I got a BD Motobecane Immortal Pro a year ago May. While on vacation this past June, the right shifter (105's) broke. I jury-rigged down tube shifters on the stem, and continued riding while on vacation. 

I contacted BD (by email as they don't post any phone numbers) and got a reply. Shimano warrants their products for 2 yrs, so send it back for replacement. When I returned home to FLA I packed up the defective shifter and set it to BD. It was received the next day.

Up to that point BD was very responsive. My emails were answered within 24 hrs as promised, and sometimes the same day.

So far so good. 

Now before you jump up and down about the process, this is what I had bargained for in terms of warranty. When I researched bikes, I opted for an on line purchase. I recognized what I was getting, and what I was not getting. A "mail it in" warranty and email communications are part of the BD value proposition. It's the price you pay, if you will, for the money you save.

Anyway, back to the story. After about 3 weeks, I send an email in to BD inquiring about the status of the replacement. No reply. I sent another. And another. Finally, out of frustration, I posted my concern on BF.

Two days later the replacement arrived. I also got a PM from Mike apologizing for the poor communications, and promising that he would resolve the problem.

Let me say here that my concern was NOT the length of time it took to get the replacement.
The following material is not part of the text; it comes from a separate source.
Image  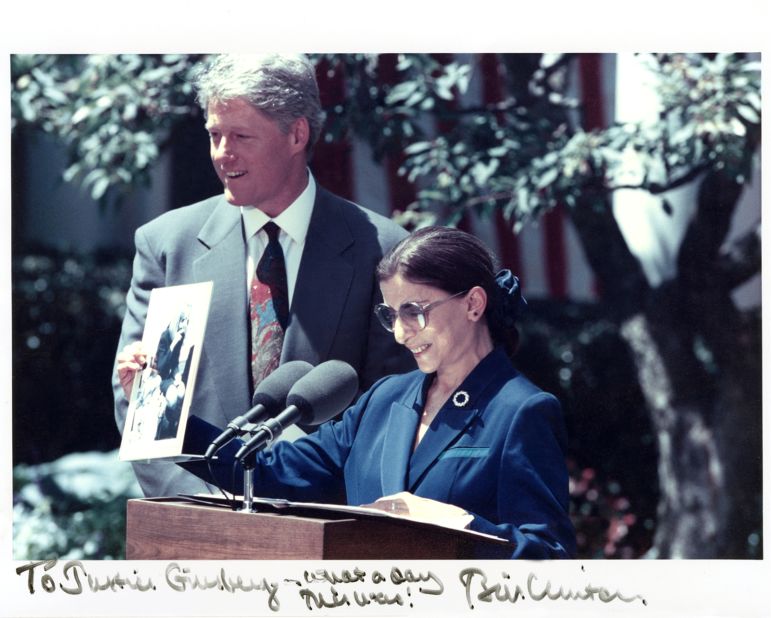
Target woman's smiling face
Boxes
[380,274,477,373]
It was the lack of communication and follow up. By now I had borrowed a shifter from a friend and was doing just fine. I was willing to wait. But I wanted feedback.

Anyway, after a few weeks I finally got around to taking my bike in to have the new shifter installed. It was then that the mechanic informed me that the new shifter was the wrong color!
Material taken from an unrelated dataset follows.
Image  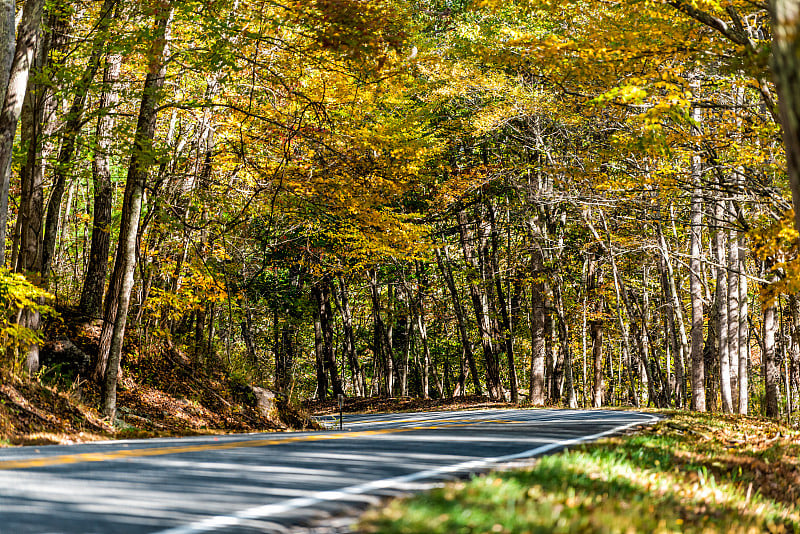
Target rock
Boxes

I contacted BD immediately. I requested a prepaid return label so I could send back the shifter and get the correct "Ice Grey" color.

The next day I received an email apologizing for the mix up, and asking if I would accept a NEW set of Ultegra shifters instead! Doh!

They arrived today!

Call me a shill if you will (no rhyme intended) but that's what good companies do when they goof. Exceed expectations. Everybody goofs up. Its how you recover that makes the difference.


----------



## GipsyKing (Aug 16, 2010)

Good to hear and thanks for sharing your experience. I am looking at a couple of their 'cross bikes vs. a Jake/JTS, and a Cross Check. It is tough to decide.


----------